Why is $0 \,\mathrm{K}$ so special? I know that $0 \,\mathrm{K}$ cannot be reached, this is discussed here and here.
But, why is it such an important statement? 
I mean, there are many properties which will never be zero, like: acceleration, torque, force, etc. But these facts are almost never discussed. Is it because the  absolute temperature has stronger implications?
 A: As the comments have mentioned, acceleration, torque and force can all be zero, but the key point is that some zeros are more fundamental than others.
Take acceleration: you state in a comment that Newton's law of gravity has an infinite range so the force/acceleration generated by some gravitating body can never be zero. This is quite true, but acceleration/force can be positive or negative so two non-zero accelerations can sum to zero. This is what dmckee means in his comment. Even though the gravitational fields of the Earth and Moon are infinite, somewhere in between them is a point where the net force is zero.
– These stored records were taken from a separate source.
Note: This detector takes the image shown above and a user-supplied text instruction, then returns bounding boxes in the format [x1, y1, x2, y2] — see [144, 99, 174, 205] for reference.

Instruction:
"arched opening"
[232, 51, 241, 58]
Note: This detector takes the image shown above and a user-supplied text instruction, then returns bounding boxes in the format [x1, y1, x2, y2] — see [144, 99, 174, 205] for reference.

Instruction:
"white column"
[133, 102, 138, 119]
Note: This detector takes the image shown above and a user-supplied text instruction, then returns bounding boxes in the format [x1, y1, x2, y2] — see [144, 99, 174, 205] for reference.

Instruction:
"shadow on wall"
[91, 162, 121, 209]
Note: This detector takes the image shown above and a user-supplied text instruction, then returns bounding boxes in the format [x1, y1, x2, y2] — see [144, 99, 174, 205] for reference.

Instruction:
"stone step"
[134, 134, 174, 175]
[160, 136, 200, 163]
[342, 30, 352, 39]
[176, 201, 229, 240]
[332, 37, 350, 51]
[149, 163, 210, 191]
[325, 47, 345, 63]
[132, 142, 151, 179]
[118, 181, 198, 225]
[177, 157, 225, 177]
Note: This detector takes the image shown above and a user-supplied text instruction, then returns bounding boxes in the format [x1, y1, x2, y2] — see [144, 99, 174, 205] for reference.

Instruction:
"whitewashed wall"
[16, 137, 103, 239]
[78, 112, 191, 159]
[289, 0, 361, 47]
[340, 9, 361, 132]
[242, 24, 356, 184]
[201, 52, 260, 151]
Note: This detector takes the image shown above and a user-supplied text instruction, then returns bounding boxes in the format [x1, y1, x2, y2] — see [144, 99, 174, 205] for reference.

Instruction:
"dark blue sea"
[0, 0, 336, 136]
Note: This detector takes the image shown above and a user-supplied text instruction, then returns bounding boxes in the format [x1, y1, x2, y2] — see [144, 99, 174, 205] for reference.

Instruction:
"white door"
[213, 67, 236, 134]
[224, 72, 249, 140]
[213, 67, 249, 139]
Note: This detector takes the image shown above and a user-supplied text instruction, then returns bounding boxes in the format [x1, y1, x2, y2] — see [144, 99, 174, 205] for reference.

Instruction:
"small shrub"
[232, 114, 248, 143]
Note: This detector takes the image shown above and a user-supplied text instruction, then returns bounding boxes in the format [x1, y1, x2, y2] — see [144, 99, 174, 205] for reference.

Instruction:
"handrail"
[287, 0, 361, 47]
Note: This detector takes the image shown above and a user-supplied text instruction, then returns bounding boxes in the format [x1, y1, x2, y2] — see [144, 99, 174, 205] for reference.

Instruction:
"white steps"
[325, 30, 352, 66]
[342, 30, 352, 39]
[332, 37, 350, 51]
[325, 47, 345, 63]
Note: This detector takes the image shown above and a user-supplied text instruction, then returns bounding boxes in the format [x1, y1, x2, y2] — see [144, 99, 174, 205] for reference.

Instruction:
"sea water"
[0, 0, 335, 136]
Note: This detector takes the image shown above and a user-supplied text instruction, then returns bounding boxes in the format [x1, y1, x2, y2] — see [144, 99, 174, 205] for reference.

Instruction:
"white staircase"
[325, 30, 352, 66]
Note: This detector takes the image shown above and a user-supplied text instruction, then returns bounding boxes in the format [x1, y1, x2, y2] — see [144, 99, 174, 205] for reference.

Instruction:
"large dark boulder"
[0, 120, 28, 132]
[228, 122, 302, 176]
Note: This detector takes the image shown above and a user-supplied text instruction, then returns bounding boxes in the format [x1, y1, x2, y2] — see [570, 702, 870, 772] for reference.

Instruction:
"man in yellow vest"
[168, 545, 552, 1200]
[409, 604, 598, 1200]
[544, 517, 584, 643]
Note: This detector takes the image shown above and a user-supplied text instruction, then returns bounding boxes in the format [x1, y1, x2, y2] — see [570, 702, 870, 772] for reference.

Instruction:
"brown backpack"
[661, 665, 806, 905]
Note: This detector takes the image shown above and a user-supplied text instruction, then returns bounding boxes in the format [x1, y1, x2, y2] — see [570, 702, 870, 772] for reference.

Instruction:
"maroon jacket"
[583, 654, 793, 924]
But (ignoring some technical definitions) you can't have a negative temperature. So I can't take a chunk of matter and make it's temperature zero by mixing it with another chunk of matter that has a negative temperature. The only way I can cool my chunk of matter is by putting it in contact with something that is colder, but of course still has a positive temperature.
So 0K is special because there is nothing colder than it.